Our study reiterates that AT and contractility interact to determine regional myocardial strain. AT may be poorly determined in regions where contractility is low, and regions of relatively high contractility may also be hard to distinguish from one another. Our simulations support the combination of electrical and mechanical measurements in order to reduce the uncertainty in the parameters to be estimated. Furthermore, global mechanical interactions between ventricular walls and between regions within the ventricular walls should be considered when examining regional strain curves.

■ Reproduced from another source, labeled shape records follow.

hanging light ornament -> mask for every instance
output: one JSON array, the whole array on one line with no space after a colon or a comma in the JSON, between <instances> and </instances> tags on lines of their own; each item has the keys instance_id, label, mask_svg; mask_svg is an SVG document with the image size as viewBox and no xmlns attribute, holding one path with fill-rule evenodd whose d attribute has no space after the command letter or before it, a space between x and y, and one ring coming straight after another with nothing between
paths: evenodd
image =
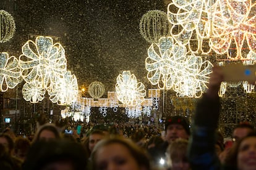
<instances>
[{"instance_id":1,"label":"hanging light ornament","mask_svg":"<svg viewBox=\"0 0 256 170\"><path fill-rule=\"evenodd\" d=\"M189 51L208 54L211 3L209 0L173 0L168 7L171 35Z\"/></svg>"},{"instance_id":2,"label":"hanging light ornament","mask_svg":"<svg viewBox=\"0 0 256 170\"><path fill-rule=\"evenodd\" d=\"M243 60L246 59L244 49L256 52L255 4L251 0L217 0L213 5L210 42L217 54L226 53L228 59Z\"/></svg>"},{"instance_id":3,"label":"hanging light ornament","mask_svg":"<svg viewBox=\"0 0 256 170\"><path fill-rule=\"evenodd\" d=\"M99 99L105 92L105 87L101 82L94 81L90 84L88 92L92 98Z\"/></svg>"},{"instance_id":4,"label":"hanging light ornament","mask_svg":"<svg viewBox=\"0 0 256 170\"><path fill-rule=\"evenodd\" d=\"M243 64L245 65L255 65L256 64L256 53L252 51L250 51L247 57L248 60L243 62ZM255 88L255 85L249 83L247 81L244 81L242 82L242 86L244 91L247 93L250 93Z\"/></svg>"},{"instance_id":5,"label":"hanging light ornament","mask_svg":"<svg viewBox=\"0 0 256 170\"><path fill-rule=\"evenodd\" d=\"M23 97L31 103L38 103L45 98L45 89L38 80L26 83L22 88Z\"/></svg>"},{"instance_id":6,"label":"hanging light ornament","mask_svg":"<svg viewBox=\"0 0 256 170\"><path fill-rule=\"evenodd\" d=\"M37 80L43 88L51 91L56 83L56 77L67 70L65 50L59 43L53 44L51 37L38 36L35 42L28 40L22 46L19 66L27 83Z\"/></svg>"},{"instance_id":7,"label":"hanging light ornament","mask_svg":"<svg viewBox=\"0 0 256 170\"><path fill-rule=\"evenodd\" d=\"M62 77L58 78L53 90L48 91L49 99L53 103L59 105L69 105L75 102L77 98L77 79L70 71L67 71Z\"/></svg>"},{"instance_id":8,"label":"hanging light ornament","mask_svg":"<svg viewBox=\"0 0 256 170\"><path fill-rule=\"evenodd\" d=\"M156 52L156 50L159 52ZM161 89L173 89L178 96L200 97L207 88L212 64L184 46L174 43L171 37L163 37L152 44L145 60L148 79Z\"/></svg>"},{"instance_id":9,"label":"hanging light ornament","mask_svg":"<svg viewBox=\"0 0 256 170\"><path fill-rule=\"evenodd\" d=\"M9 41L14 36L15 25L14 17L4 10L0 10L0 42Z\"/></svg>"},{"instance_id":10,"label":"hanging light ornament","mask_svg":"<svg viewBox=\"0 0 256 170\"><path fill-rule=\"evenodd\" d=\"M135 76L130 71L124 71L116 78L116 92L118 100L127 106L140 105L146 96L142 83L138 83Z\"/></svg>"},{"instance_id":11,"label":"hanging light ornament","mask_svg":"<svg viewBox=\"0 0 256 170\"><path fill-rule=\"evenodd\" d=\"M150 43L155 43L169 31L167 15L159 10L151 10L145 14L140 22L140 33Z\"/></svg>"},{"instance_id":12,"label":"hanging light ornament","mask_svg":"<svg viewBox=\"0 0 256 170\"><path fill-rule=\"evenodd\" d=\"M14 56L9 57L7 52L0 53L0 92L14 88L19 83L20 76L18 60Z\"/></svg>"}]
</instances>

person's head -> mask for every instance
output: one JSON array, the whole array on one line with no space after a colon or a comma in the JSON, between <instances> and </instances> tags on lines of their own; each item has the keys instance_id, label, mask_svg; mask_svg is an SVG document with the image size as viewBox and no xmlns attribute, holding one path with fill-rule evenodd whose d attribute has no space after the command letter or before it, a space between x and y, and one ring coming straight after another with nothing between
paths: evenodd
<instances>
[{"instance_id":1,"label":"person's head","mask_svg":"<svg viewBox=\"0 0 256 170\"><path fill-rule=\"evenodd\" d=\"M14 142L14 156L21 160L24 160L29 148L30 142L28 139L23 137L16 138Z\"/></svg>"},{"instance_id":2,"label":"person's head","mask_svg":"<svg viewBox=\"0 0 256 170\"><path fill-rule=\"evenodd\" d=\"M167 163L172 170L188 170L190 165L186 153L188 141L177 139L167 148Z\"/></svg>"},{"instance_id":3,"label":"person's head","mask_svg":"<svg viewBox=\"0 0 256 170\"><path fill-rule=\"evenodd\" d=\"M255 131L234 143L225 162L239 170L256 169Z\"/></svg>"},{"instance_id":4,"label":"person's head","mask_svg":"<svg viewBox=\"0 0 256 170\"><path fill-rule=\"evenodd\" d=\"M166 140L171 144L177 138L189 139L190 134L187 119L181 116L174 116L165 122Z\"/></svg>"},{"instance_id":5,"label":"person's head","mask_svg":"<svg viewBox=\"0 0 256 170\"><path fill-rule=\"evenodd\" d=\"M52 124L43 125L35 136L33 142L39 140L49 140L51 139L59 139L60 134L57 127Z\"/></svg>"},{"instance_id":6,"label":"person's head","mask_svg":"<svg viewBox=\"0 0 256 170\"><path fill-rule=\"evenodd\" d=\"M6 134L0 134L0 144L4 145L7 149L7 152L11 155L14 148L14 142L11 137Z\"/></svg>"},{"instance_id":7,"label":"person's head","mask_svg":"<svg viewBox=\"0 0 256 170\"><path fill-rule=\"evenodd\" d=\"M60 139L33 143L23 164L27 170L85 169L88 156L77 142Z\"/></svg>"},{"instance_id":8,"label":"person's head","mask_svg":"<svg viewBox=\"0 0 256 170\"><path fill-rule=\"evenodd\" d=\"M232 137L233 142L246 136L249 132L254 129L250 124L244 122L237 124L233 129Z\"/></svg>"},{"instance_id":9,"label":"person's head","mask_svg":"<svg viewBox=\"0 0 256 170\"><path fill-rule=\"evenodd\" d=\"M100 141L91 158L94 170L148 170L150 168L145 152L132 141L120 137Z\"/></svg>"},{"instance_id":10,"label":"person's head","mask_svg":"<svg viewBox=\"0 0 256 170\"><path fill-rule=\"evenodd\" d=\"M8 149L0 144L0 169L19 170L20 165L8 152Z\"/></svg>"},{"instance_id":11,"label":"person's head","mask_svg":"<svg viewBox=\"0 0 256 170\"><path fill-rule=\"evenodd\" d=\"M101 130L93 130L89 134L88 148L92 152L95 145L105 137L105 134Z\"/></svg>"}]
</instances>

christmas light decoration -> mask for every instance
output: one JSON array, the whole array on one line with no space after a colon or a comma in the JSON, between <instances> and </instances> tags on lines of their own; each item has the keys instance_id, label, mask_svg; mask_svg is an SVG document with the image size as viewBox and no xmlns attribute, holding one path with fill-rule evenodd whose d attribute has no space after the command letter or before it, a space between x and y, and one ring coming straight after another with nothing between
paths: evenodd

This study is also a step towards reliable extraction of mechanical and electrical myocardial tissue properties from noninvasive myocardial deformation measurements using a model of cardiac mechanics. Electromechanical simulation-based mapping of local ventricular tissue properties, such as AT and contractility, would enable the clinician to characterise the patients complex heterogeneity of pathological electro-mechanical tissue substrates and to optimise CRT delivery by personalising pacing therapy based upon the individual patients underlying myocardial pathology.

Conclusion

In this simulation study we demonstrated that similarity of local myocardial strain patterns implies similarity of underlying local activation time and contractility, provided that the global pathological condition is known. These results suggest that we found no theoretical limitation for simulation-based mapping of local myocardial activation time and contractility from myocardial deformation measurements however, heterogeneous distribution of parameter uncertainty throughout the evaluated parameter space should be considered. In contrast, when the global cardiac pathology is not known, similarity of local myocardial strain patterns does not guarantee similarity of underlying local tissue parameters. The relation can become degenerate, with different regions of parameter space producing similar strain patterns. The result is a theoretical constraint on parameter extraction from myocardial deformation due to large uncertainty in the derived parameters.